By The Associated Press

06.20.02

DAVIS, Calif. — The spoof issue of the University of California, Davis, student newspaper, an annual mix of mischief and journalism, has sparked complaints about sexual and racial references. The flap could lead to an overhaul of the paper's operations and a firing of the editor in chief.

Responding to complaints about the year-end parody section, the student-dominated Campus Media Board agreed June 18 to consider firing the editor in chief, Fitz Vo.

Vo assumed leadership of the California Aggie on June 1. The section that triggered the complaints, a six-page insert called "The Ivory Basement," appeared June 7, the last day of regular classes.

One of the most controversial items was an image of a phallic symbol digitally superimposed in the middle of a photo of children playing on the campus' two "egghead" sculptures.

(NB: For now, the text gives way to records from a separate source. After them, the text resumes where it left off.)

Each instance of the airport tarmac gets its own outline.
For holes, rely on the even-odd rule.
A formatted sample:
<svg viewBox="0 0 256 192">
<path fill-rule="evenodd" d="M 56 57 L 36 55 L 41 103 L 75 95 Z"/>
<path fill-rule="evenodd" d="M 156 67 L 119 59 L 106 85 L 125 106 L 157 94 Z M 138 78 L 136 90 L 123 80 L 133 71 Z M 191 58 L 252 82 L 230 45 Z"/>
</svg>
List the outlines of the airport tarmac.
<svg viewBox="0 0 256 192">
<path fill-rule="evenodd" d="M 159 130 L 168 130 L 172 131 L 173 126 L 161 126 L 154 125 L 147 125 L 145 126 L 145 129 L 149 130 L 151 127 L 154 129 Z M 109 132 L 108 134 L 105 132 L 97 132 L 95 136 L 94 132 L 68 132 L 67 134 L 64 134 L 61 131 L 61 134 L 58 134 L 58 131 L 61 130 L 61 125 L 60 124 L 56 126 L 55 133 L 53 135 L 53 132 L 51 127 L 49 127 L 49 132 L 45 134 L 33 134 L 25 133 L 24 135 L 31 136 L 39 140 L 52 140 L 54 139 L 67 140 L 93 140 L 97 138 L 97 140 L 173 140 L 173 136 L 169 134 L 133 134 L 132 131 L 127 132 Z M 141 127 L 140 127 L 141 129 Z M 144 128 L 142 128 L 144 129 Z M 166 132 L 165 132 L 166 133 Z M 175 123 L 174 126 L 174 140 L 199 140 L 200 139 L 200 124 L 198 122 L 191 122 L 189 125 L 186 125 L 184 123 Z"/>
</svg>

Another photo showed a white student holding a knife while eyeing an African-American student who was the student government president last year.

Alice Hannam, a UC Davis staff member who is head of the media board, called the section "mean-spirited, incredibly juvenile and, in a couple instances, ugly."

Vo, a 20-year-old majoring in communications and math, said he was guilty of lapses in judgment. The Vietnamese-American junior, who listed himself in the parody issue as "editor in chink," said the issue was "not indicative of what I intend to do in my tenure at the Aggie."

Vo asked the board to let him stay on the job and consider hiring a faculty adviser to work with the newspaper. Vo said he didn't want "to jeopardize the Aggie's journalistic integrity."

This isn't the first outcry over the annual parody edition at the UC Davis newspaper. In the late 1990s, a cartoon depicted an explosion at Hart Hall, a building housing ethnic-studies departments.

The Los Angeles Times reported that school officials responded to that controversy by establishing a newspaper policy on handling sensitive issues, launching a journalism writing course, and making the parody issue the responsibility of the incoming editor instead of the outgoing, and possibly graduating, editor.